New owners at Books by the Way will make it a family affair

Books by the Way, an institution on the Island for some 35 years, has new owners: Jennie and Dave Wilke.

Dave Wilke, 35, works full-time as facilities director for the Vashon School District, so, although they both own the business, Jennie, 34, will be the lead person at the store.

Last Friday evening during a welcoming open house, Jennie got some help from her 6-year old son Simon, and Saturday she enlisted 8-year-old daughter Amelia to punch in a purchase on the register from a person buying a card.

The emphasis on family seems to come with the territory for the Wilkes. Jennie says that Dave’s parents, who are co-investors in the shop, will eventually move to Vashon, and as a former high school English teacher, Jennie has had a long interest in books.

But she’s particularly drawn to children’s books. She and Dave have three kids (Phoebe, 4, is the third), and she says that she wants to expand the children’s section. She also plans to offer a series of readings from children’s books so that parents and kids can come together and spend some time with books.

Jennie added that she wanted to find a way to make space for more places to sit. “I want people to be able to sit closer to each other,” she said.

Books by the Way, owned for the past five years by Jan and Charlie Peterson, has been long known for keeping a good stock of current books, and Jennie says that she plans to continue that practice.

She said she also knows employees help to cultivate that loyalty, and Jennie said she’ll retain the people who have been working at the store for the Petersons, who bought the store after leaving a similar business in Colorado.
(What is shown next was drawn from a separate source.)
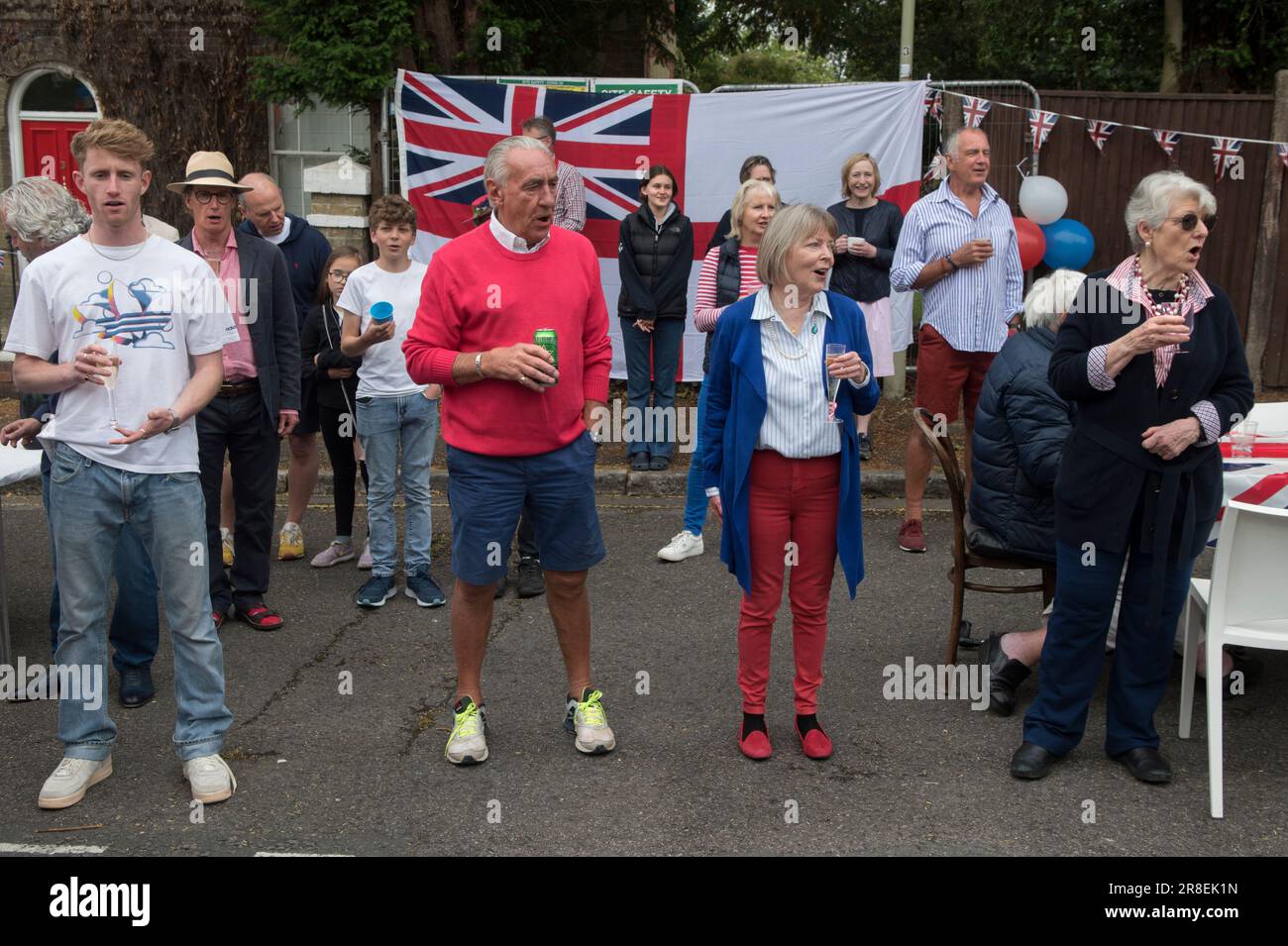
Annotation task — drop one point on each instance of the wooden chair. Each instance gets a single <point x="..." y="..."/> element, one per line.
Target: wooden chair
<point x="964" y="559"/>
The Wilkes came to the Northwest from Phoenix, Ariz., where Jennie taught for four years while Dave completed his studies at a university. They came to Vashon two years ago when Dave began a course of Bible study in Tacoma.
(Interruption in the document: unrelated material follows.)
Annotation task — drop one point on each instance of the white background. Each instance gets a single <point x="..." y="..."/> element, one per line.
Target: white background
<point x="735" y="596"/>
In 2005, they visited the area looking for a place to live while Dave studied.

“We travelled up and down from Bremerton to Seattle. We were in a real estate office and saw Vashon on the map, and we said, ‘What is this? Is this an Island?’
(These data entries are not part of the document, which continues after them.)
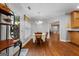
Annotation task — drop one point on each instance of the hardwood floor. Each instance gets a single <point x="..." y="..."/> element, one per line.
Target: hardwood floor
<point x="52" y="47"/>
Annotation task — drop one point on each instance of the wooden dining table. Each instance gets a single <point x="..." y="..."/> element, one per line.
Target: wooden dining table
<point x="43" y="37"/>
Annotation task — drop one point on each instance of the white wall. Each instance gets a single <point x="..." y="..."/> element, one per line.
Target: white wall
<point x="25" y="30"/>
<point x="64" y="21"/>
<point x="44" y="27"/>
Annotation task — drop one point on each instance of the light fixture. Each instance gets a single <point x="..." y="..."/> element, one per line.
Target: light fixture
<point x="29" y="7"/>
<point x="39" y="22"/>
<point x="77" y="7"/>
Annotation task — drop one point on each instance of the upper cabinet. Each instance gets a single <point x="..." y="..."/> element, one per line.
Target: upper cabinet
<point x="4" y="10"/>
<point x="75" y="19"/>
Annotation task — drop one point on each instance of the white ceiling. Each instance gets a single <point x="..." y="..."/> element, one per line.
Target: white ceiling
<point x="43" y="10"/>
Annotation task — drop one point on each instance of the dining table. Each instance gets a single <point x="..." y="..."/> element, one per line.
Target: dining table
<point x="43" y="37"/>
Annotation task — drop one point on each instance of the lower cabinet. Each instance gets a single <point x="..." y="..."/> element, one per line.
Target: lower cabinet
<point x="74" y="37"/>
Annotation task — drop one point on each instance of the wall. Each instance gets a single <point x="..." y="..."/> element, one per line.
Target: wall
<point x="44" y="27"/>
<point x="25" y="30"/>
<point x="64" y="21"/>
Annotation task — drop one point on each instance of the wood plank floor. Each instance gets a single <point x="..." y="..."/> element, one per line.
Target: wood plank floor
<point x="52" y="47"/>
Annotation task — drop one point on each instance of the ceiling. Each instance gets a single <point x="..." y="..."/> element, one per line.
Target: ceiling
<point x="42" y="11"/>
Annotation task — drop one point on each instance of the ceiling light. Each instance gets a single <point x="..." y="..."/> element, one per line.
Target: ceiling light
<point x="29" y="7"/>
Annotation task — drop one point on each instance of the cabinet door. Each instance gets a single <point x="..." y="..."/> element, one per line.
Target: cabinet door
<point x="75" y="20"/>
<point x="74" y="37"/>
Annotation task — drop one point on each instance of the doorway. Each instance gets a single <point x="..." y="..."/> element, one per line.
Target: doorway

“And the broker,” she continued, “said, ‘That’s Vashon. You don’t want to live there. They’re weird, and they don’t even have a Target.”

Hearing that, they were immediately attracted, and in the fall (their first trip was in April) they brought the kids along.

“I feel like I’ve been making this decision to live here my whole life,” she said. “And Simon told me last week, ‘It seems like we’ve been here for hundreds and hundreds of days.’”

Jennie said that her aim with the store is to be a blessing in the community, in the same way that Bettie Edwards of The Little House and Melinda Sontgerath of The Hardware Store Restaurant are blessings to the community.

She and Dave have been looking for that chance for a while. They put a backup offer on the Homegrown Restaurant when it was for sale not long ago and looked at the Burton Store, which has been for sale for a while.

But one day there was an ad in The Beachcomber which Dave saw. He called her and said, “You’ve got to check it out.” The whole process of changing owners took about two months, and now the Wilkes are under way.